Researchers from the Shanghai Institute of Biochemistry and Cell Biology of the Chinese Academy of Sciences and the Institute of Cancer Research in Shenzhen Bay Laboratory have identified the molecular and cellular programs that androgens alter in the context of sex differences at the single-cell level.
A high-dimensional single-cell transcriptomic atlas of over 2.3 million mouse cells was integrated with the UK Biobank dataset, and genes that could be involved in sex-biased disease antigen presentation and potential cellular targets were discovered.
This study not only provides solid evidence for the androgen pathway as a potential treatment strategy for gender-biased diseases in general but also lays the groundwork for understanding how androgens orchestrate sex differences.

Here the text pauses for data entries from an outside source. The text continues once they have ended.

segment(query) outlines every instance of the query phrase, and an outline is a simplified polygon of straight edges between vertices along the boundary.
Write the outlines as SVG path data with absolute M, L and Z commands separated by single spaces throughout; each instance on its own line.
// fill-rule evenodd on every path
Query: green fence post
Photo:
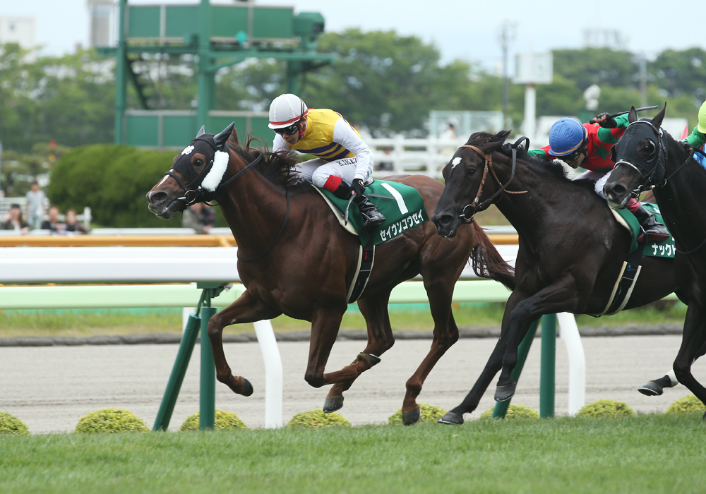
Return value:
M 530 347 L 532 346 L 532 340 L 534 339 L 534 335 L 537 334 L 537 327 L 539 325 L 539 321 L 536 320 L 532 323 L 530 326 L 530 329 L 527 330 L 527 334 L 525 335 L 522 341 L 520 343 L 520 346 L 517 347 L 517 364 L 513 369 L 513 372 L 510 376 L 513 378 L 513 380 L 515 382 L 520 380 L 520 374 L 522 372 L 522 367 L 525 366 L 525 361 L 527 358 L 527 354 L 530 353 Z M 544 333 L 544 330 L 542 330 Z M 493 409 L 493 418 L 505 418 L 505 414 L 508 413 L 508 408 L 510 406 L 510 399 L 506 399 L 504 402 L 497 402 L 495 404 L 495 407 Z
M 160 405 L 160 411 L 157 413 L 152 430 L 166 430 L 169 426 L 172 414 L 174 410 L 174 404 L 176 403 L 179 390 L 181 389 L 181 382 L 184 382 L 184 376 L 189 367 L 189 361 L 191 358 L 191 352 L 193 351 L 196 337 L 198 335 L 200 320 L 201 318 L 193 312 L 189 315 L 189 321 L 186 323 L 186 327 L 184 329 L 181 342 L 179 346 L 179 351 L 176 353 L 176 360 L 174 361 L 174 365 L 172 368 L 172 374 L 169 375 L 169 380 L 167 383 L 167 390 L 162 398 L 162 404 Z
M 542 316 L 542 371 L 539 375 L 539 416 L 554 416 L 556 367 L 556 315 Z
M 215 426 L 216 368 L 211 342 L 206 331 L 208 320 L 215 313 L 215 307 L 201 308 L 201 382 L 198 412 L 198 428 L 201 430 Z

The research article, “Sex differences orchestrated by androgens at single-cell resolution,” was published in Nature.
The anti-androgenous androgens
An interplay between endogenous factors and exogenous environmental exposures shapes phenotypic sex differences. Sex bias—genes expressed exclusively or significantly differentially between the sexes—is believed to have strong hormonal roots, particularly in the androgen and oestrogen hormones.
The clinical phenotype that women with androgen excess and men with androgen deficiency have some similar metabolic phenotypes, such as obesity, serves as an example of sex-specific responses to androgens.

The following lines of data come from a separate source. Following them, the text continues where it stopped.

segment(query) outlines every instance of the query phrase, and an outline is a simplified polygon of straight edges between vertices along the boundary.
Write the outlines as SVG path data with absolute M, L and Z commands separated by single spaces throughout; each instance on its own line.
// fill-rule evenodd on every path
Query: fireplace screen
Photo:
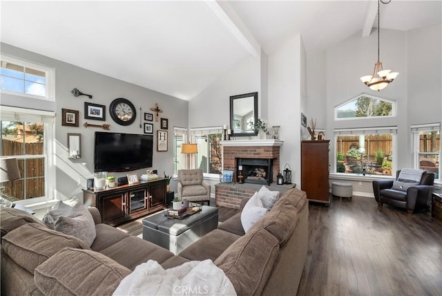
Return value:
M 237 158 L 237 169 L 242 167 L 244 182 L 269 185 L 273 181 L 273 159 Z

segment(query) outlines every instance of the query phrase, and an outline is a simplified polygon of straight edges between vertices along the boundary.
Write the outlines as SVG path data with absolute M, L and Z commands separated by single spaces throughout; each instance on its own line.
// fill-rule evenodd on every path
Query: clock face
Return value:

There is now increasing recognition that the androgen pathway in various human diseases can drive the sex-biased magnitude of clinical benefits from drugs. Patients with prostate cancer have greatly benefited from drugs like enzalutamide and abiraterone, which target androgen receptors and androgen synthesis to inhibit the androgen pathway. Not only that, but new research shows that androgen receptor activity is connected to different responses in women to anti-PDL1 treatment in colon cancer and BRAF/MEK-targeted therapy in melanoma.
To enable precision medicine by targeting the androgen pathway, defining androgen-associated sex-biased differentially expressed genes in each cell type is necessary. This will help identify sex-biased genes that androgens can regulate.

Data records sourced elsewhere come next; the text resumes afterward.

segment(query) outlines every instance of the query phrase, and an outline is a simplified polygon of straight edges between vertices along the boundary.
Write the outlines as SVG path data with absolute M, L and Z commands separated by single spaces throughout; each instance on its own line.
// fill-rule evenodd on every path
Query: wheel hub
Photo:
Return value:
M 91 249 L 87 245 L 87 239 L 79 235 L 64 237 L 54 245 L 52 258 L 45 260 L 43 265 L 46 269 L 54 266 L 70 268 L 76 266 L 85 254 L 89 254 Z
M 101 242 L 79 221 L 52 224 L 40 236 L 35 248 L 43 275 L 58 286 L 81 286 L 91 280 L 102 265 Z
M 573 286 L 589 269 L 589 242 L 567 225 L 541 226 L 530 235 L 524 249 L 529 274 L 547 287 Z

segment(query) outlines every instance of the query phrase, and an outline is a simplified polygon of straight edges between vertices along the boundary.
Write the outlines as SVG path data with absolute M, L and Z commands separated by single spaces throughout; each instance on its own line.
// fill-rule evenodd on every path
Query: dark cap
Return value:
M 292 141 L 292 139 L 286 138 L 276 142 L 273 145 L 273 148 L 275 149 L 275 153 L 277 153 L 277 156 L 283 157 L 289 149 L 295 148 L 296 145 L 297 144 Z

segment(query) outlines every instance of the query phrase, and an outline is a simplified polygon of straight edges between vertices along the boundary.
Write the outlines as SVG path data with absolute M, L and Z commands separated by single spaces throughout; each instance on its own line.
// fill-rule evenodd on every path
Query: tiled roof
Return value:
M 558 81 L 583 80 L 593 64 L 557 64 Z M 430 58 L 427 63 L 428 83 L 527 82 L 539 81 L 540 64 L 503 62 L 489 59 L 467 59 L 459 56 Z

Identification of putative causal genes for sex-biased diseases
This study investigated the regulation of sex differences by androgens from various angles and identified significant molecules and cell types that may account for human sex bias.
They did this by profiling the transcriptomes of single cells from tissues from four groups of mice: two males and two females. The male mice underwent either androgen deprivation through castration surgery (male castration) or underwent sham surgery. The female mice were subjected to either androgen supplementation through sustained release of dihydrotestosterone (DHT) or underwent sham surgery.
A comprehensive dataset comprising 1,294,831 eligible cells, exhibiting an average of 2,070 identified genes across 17 different tissues, was acquired and subsequently subjected to annotation. The top three cell types with the largest proportional differences between sexes tended to vary across tissues. For instance, male mice displayed significantly lower proportions of T and B cells in the liver than female mice. Similarly, male mice exhibited a higher proportion of lymphatic endothelial cells in the adipose tissue.
Using data for the incidence rates of 214 diseases between male and female individuals in the UK Biobank, the researchers found 119 diseases with a sex-biased prevalence (sex-biased diseases). Among these 119 sex-biased diseases, malignant neoplasms of the stomach, kidney, and lung were male-biased, whereas asthma was female-biased, consistent with their clinical prevalence.
Cross-species analyses with the single cell RNA seq data led to the identification of five categories of sex-biased diseases into five major groups: Immune 1 (macrophages, dendritic cells, and B cells), Immune 2 (T cells and NK cells), Immune 3 (neutrophils and monocytes), Strom-adipo (mesenchymal cells, endothelial cells, and adipocytes) and neural (neural cells). Cardiovascular diseases were found to be associated with Strom-adipo in fibroblasts and endothelial cells, and gastritis and duodenitis with Immune 3 in neutrophils and monocytes, reflecting their respective clinical manifestations.
These findings emphasize the importance of conducting more research into the androgen pathway as a potential therapeutic target for sex-biased diseases and the mechanisms by which androgens regulate sex differences.